With all the hullabaloo surrounding the new Boost 148 rear axle standard, one could be tempted to think that was the only way to accomplish goals like improved wheel stiffness, more clearance and ideal chain lines, all while remaining lightweight.
Well, Scott Quiring thought differently, and he managed the hat trick without it, using off the shelf standards to create a 29+ bike with an insanely short chainstay of just 17″…with 29×3.0 tires!
Here’s how he did it…
Two of his booth bikes had this set up, so you’ll see pics of these two mixed together to illustrate the design.
He stared with a 157mm rear thru axle, something that’s been around for DH bikes for years. “What 157 lets you do is have a true dishless wheel,” Quiring said, “putting even spoke tension and angles on both sides of wheel. Scott Quiring says they measured it and it gives a true 25% increase in stiffness over a 135/142 spaced rear wheel.”
The tricksy part is that it still has a standard 73mm bottom bracket shell, so it uses standard cranks and maintains a standard Q-factor. However, to get the chainline out to 57mm so it’s inline with the wider cassette placement, he simply switches the chainring to the outside of the spider.
It’s a simple hack of using a triple chainring spider, then just mounting a 104bcd narrow/wide chainring on the outside of the spider where the big ring would normally go. He ground down the granny gear mounts to tidy up appearances.
“They didn’t have to come up with boost 148,” he says. “They could have just used existing standards and accomplished the same goals.”

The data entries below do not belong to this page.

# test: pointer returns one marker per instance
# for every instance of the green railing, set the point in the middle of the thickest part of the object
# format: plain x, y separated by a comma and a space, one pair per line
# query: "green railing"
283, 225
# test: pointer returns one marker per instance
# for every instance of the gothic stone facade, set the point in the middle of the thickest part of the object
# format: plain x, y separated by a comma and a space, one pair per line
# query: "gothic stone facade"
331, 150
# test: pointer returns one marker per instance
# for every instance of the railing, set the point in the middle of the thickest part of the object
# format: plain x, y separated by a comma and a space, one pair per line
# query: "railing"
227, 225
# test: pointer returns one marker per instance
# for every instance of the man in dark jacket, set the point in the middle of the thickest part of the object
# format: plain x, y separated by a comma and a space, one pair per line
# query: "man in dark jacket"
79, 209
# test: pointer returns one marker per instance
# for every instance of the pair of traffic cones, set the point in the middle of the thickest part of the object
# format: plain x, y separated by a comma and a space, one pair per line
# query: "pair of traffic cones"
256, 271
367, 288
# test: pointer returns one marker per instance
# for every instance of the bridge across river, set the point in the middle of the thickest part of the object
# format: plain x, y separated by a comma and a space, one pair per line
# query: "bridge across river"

The only potential issue could be heel clearance on the chainstay for some riders. Otherwise we thing it’s a pretty clever concept!
The bike with the matte Whisky fork and red decals can go as short as a 17″ chainstay even with 29×3.0 tires. In addition to creating his own chainstay yoke and the clearance provided by the wider drivetrain placement, clearance is added by bending the seat tube.
It even has an Angleset so he can adjust the head angle to the trails at hand.
The rest of his booth could be summed up as all-fat-all-the-time. This fat bike tandem was joined by…
…a 29+ tandem.
This travel fat bike has 190mm rear spacing, but can also be set up as a 29+ in the warmer months.
Yep, frame couplers means this fat bike is ready to be packed into a trunk or one really, really big suitcase. The shift cables both have inline threaded couplers, and the rear brake hose runs through these opposing guides so it can simply be unbolted from either end (lever or caliper is removed) and quickly pulled loose from the other end of the bike.
Everything’s custom, and Ti frames start at $2,700. Steel at $1,600.